Carlo Humberg, our Expert of the German dual vocational education system and the Senior Project Manager of TÜV Rheinland Academy, also took part in the pannel discussion on “Educational fusion using digital techniques” held at the same time. Humberg mentioned that even though the “Industry 4.0” concept is connected to continued increases in the level of automation in manufacturing techniques, it is the people that ultimately matters in “Industry 4.0.” That is why most of the recent discussions about “Industry 4.0” have revolved around the development of useful and essential skillsets in current and future employees. For vocational education in China, the main challenge posed by “Industry 4.0” is to the content of technical training courses. Upgrades must be made in response to technological developments and improvements made to organizational processes for a more team-oriented approach. A decision must then be made on what needs to be integrated.
The latest updates made by Germany to its national teaching materials for electrical and mechanical subjects now incorporate new skills with a particular emphasis on digitization. As the oldest and most famous training and education organization in Europe, TÜV Rheinland Academy inherits the spirit of German craftsmanship and has many years of experience with dual training. It strives to promote the exchange and fusion of advanced techniques and educational models from Germany and China in order to drive the development of Chinese industry and education.
Vocational training at TÜV Rheinland Academy China
TÜV Rheinland Academy has been operating in China for over three decades, bringing with its over 145 years of brand development and technical expertise as well some of the best talents in the industry. Efforts in recent years have focused on the development of a new approach to vocational education in China. Successful partnerships have been set up with a number of vocational schools including Guangzhou Light Industry Senior Technical School, Jiangmen City Technical School, Hainan College of Vocation and Technique, Shenzhen No.3 Vocational School of Technology, and The First vocational school of Tanggu Binhai new area Tianjin. The above partnerships combined the resources of TÜV Rheinland Academy and the vocational schools to provide a demonstration of the “dual system” in action. In the Sino-German Smart Manufacturing Academy for example the partners built an Industry 4.0 simulated factory that used the latest international technical resources and education system to provide an advanced demonstration of the “smart manufacturing” and “German dual” vocational education system in China. The cultivation of highly skilled talents for supporting the development of the smart manufacturing industry will help drive the transformation and upgrade of the entire industry chain.

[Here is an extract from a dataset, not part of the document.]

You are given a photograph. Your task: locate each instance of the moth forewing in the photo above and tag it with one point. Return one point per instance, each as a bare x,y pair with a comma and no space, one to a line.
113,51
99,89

In addition to strengthening school-business cooperation in Industry 4.0, TÜV Rheinland Academy is also working with vocational schools to set up training and examination centers. The training center will develop course resources based on international standards that will improve faculty standards and quality of teaching. The center will also carry out testing and accreditation of students based on their actual abilities. Recently completed projects include international training and certification of welding expertise with the Jiangmen Technical School, as well as the New Energy Vehicle Intelligent Automotive Training Center in partnership with Shanghai Boshi Motor Repair School.
“The transformation of Chinese vocational education is a matter of great urgency. TÜV Rheinland will lend its support through its own technical strengths and expertise.” concluded Lin.